Об изменениях в языке: извне и изнутри

Mar 03, 2021 12:37

К этому: https://kot-kam.livejournal.com/3042934.html

За тему притяжательных прилагательных я взялся потому, что она интересна сама по себе, но прежде всего потому, что мне хотелось показать на нейтральном примере, как именно происходят изменения в языке. Притяжательные прилагательные уникальны, помимо всего прочего, еще и тем, что это вопрос в самом деле практически нейтральный, сугубо лингвистический. Их употребление никак не затрагивает ни политику, ни культуру, их не подняли на знамя ни ревнители, ни охранители, ни граммар-наци, ни борцы за все хорошее против всего плохого. Даже удивительно, как это их проглядели-то. Никто не бегает с криками: "Не смейте говорить "папин", "папа" - это аппроприация, первое склонение принадлежит женскому роду!", или наоборот: "Кто не употребляет притяжательных прилагательных - тот поганый общечеловек, даешь исконно-русские формы!" Можно было спокойно показать на пальцах: вот, смотрите, такие-то формы сохраняются, такие-то уходят, и никакая политика тут ни при чем, это сугубо внутренняя жизнь языка, река, текущая подо льдом незримо для человеческого взгляда. Вот как оно работает само по себе, когда никто не пытается вмешиваться сознательно (ну, кроме старорежимных переводчиков, которые втихаря пихают эти устаревающие формы в произведения Толкина).

Как правило, любые изменения в языке: исчезновение старого, появление нового, замена чего-то старого на что-то новое, - сопровождаются бурной реакцией присутствующих. Одни радостно подхватывают и перенимают, другие бунтуют и негодуют. Это и неудивительно: язык слишком сильно связан с экстралингвистической ситуацией, все человеческие взаимодействия, начиная с политики и кончая семейным бытом, завязаны на язык, все изменения во "внешнем мире" так или иначе отражаются на языке, а стало быть, и изменения в языке не могут не влиять на внешний мир. Идея "А давайте назовем кизил хурмой, и во рту сразу станет сладко!" так же вечна и вездесуща, как идея вечного двигателя.

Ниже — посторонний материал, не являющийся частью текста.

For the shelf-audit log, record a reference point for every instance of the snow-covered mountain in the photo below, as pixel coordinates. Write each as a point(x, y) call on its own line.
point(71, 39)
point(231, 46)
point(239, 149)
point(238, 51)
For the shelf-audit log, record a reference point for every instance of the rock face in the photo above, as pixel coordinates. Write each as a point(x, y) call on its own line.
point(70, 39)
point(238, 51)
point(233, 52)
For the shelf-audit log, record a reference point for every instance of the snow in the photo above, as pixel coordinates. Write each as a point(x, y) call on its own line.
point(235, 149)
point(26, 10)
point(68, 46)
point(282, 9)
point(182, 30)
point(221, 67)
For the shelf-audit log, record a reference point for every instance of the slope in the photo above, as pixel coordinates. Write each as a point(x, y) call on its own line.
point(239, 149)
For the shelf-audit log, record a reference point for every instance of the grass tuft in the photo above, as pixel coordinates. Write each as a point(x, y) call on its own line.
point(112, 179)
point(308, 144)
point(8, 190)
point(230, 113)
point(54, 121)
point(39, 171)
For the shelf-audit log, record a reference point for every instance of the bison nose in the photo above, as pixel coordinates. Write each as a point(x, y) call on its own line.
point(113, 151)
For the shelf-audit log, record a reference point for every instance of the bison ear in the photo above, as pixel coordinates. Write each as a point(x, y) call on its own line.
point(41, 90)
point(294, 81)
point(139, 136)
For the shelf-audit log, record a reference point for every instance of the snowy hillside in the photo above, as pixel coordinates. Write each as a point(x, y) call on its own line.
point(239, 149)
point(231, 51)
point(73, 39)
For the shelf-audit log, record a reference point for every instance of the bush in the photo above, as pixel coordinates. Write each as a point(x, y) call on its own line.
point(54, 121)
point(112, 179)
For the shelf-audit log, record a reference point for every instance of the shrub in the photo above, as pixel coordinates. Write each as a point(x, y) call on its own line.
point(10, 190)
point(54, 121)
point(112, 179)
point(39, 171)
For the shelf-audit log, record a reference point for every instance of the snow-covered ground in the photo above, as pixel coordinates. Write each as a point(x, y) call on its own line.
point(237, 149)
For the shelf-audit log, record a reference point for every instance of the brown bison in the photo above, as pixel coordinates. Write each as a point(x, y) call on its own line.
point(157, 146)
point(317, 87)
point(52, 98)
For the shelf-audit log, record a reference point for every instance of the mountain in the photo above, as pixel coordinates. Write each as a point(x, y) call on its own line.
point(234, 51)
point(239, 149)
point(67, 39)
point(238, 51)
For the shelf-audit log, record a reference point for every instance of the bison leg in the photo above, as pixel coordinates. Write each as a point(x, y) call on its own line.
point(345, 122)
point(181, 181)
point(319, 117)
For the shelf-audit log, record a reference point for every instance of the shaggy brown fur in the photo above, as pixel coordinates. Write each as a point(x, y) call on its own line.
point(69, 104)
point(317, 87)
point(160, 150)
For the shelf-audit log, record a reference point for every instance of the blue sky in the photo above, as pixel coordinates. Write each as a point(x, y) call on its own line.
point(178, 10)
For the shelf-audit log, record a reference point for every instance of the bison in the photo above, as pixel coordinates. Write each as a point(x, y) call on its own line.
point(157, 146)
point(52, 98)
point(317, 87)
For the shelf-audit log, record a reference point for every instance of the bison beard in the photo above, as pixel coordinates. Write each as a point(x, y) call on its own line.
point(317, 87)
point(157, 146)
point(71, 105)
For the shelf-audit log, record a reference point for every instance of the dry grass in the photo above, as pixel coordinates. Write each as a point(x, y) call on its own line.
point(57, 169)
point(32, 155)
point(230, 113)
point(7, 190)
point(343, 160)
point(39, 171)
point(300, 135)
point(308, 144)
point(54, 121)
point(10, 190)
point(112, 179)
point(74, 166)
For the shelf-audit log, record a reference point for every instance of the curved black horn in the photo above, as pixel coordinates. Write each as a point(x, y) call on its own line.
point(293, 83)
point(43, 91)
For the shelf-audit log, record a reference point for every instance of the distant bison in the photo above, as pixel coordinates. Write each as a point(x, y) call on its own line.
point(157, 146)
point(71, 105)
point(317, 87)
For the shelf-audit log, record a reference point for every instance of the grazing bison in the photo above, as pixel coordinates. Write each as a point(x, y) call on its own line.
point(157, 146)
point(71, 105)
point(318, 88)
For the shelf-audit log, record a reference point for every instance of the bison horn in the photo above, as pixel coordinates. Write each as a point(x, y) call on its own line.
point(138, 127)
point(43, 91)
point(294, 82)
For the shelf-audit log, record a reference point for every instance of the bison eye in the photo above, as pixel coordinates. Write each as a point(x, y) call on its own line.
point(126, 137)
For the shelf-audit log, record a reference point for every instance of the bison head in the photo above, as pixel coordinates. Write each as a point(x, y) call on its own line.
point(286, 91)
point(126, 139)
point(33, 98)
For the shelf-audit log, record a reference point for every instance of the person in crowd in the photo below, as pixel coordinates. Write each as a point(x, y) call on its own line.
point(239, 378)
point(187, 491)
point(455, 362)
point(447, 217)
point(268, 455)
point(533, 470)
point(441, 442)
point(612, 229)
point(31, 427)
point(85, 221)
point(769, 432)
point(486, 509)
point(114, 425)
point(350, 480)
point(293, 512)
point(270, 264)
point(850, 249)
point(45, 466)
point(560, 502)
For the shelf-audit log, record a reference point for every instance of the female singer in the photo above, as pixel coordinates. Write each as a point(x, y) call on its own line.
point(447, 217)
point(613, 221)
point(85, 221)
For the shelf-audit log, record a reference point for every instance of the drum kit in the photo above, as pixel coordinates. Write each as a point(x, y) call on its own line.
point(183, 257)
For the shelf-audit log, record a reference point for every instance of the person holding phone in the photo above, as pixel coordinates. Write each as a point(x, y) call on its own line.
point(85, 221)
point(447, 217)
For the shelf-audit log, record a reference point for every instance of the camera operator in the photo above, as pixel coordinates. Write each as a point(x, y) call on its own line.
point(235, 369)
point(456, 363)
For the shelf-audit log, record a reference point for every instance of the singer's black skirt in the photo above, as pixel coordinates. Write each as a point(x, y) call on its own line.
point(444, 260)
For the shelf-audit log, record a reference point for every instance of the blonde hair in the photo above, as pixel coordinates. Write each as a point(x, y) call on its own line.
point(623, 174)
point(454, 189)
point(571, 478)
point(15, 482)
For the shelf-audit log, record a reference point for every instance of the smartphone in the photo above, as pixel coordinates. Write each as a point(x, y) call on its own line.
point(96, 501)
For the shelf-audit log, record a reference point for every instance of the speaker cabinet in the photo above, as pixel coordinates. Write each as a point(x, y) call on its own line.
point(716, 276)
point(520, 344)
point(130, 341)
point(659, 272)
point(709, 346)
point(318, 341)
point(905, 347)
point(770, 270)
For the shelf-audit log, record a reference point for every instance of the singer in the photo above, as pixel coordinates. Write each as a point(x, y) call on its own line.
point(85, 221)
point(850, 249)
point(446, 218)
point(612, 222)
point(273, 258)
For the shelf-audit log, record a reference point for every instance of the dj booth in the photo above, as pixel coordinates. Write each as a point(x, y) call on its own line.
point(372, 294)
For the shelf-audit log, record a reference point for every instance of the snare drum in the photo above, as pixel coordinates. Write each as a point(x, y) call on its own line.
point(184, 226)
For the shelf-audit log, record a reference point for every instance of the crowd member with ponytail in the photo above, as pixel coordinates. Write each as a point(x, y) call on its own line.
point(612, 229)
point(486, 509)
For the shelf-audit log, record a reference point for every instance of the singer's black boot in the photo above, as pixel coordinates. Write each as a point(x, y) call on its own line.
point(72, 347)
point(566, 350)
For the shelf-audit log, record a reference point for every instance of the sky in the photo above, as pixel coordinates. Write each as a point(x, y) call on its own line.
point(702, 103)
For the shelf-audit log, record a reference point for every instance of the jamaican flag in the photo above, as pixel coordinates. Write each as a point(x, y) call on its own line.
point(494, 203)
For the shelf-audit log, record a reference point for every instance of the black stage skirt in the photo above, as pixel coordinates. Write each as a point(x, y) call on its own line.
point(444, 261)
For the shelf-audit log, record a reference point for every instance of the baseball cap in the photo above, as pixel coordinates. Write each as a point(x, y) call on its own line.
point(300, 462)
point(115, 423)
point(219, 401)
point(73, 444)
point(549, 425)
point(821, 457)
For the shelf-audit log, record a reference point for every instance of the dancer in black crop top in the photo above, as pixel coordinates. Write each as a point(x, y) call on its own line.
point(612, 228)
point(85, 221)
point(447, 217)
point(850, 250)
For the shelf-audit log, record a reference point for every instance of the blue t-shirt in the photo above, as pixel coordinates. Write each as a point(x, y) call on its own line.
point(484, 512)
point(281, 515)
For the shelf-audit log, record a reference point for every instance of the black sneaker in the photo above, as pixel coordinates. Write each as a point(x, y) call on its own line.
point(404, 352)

Да, она примерно так же рациональна и осуществима, но это если соединить два блока ременной передачей, ежу понятно, что такое само крутиться не станет; а вот если вместо двух блоков взять какие-нибудь очень сложные устройства, желательно основанные на новом, недавно открытом принципе, уж такая-то машина, наверное, должна заработать, а? А если паровой двигатель поставить? А если электрический? А если сверхпроводимость? А торсионные генераторы? Ну?! Эх... Идея называния кизила хурмой еще навязчивей. Ведь это же язык, это же все в головах, ведь это же не грубая реальность, а чистая психология, а значит, как скажем, так и будет! Ну?! Э-э...

В общем, нет. Если язык у людей в головах, это еще не значит, что им можно вертеть и крутить как хочешь. Законы языка по-своему не менее упрямы, чем законы физики.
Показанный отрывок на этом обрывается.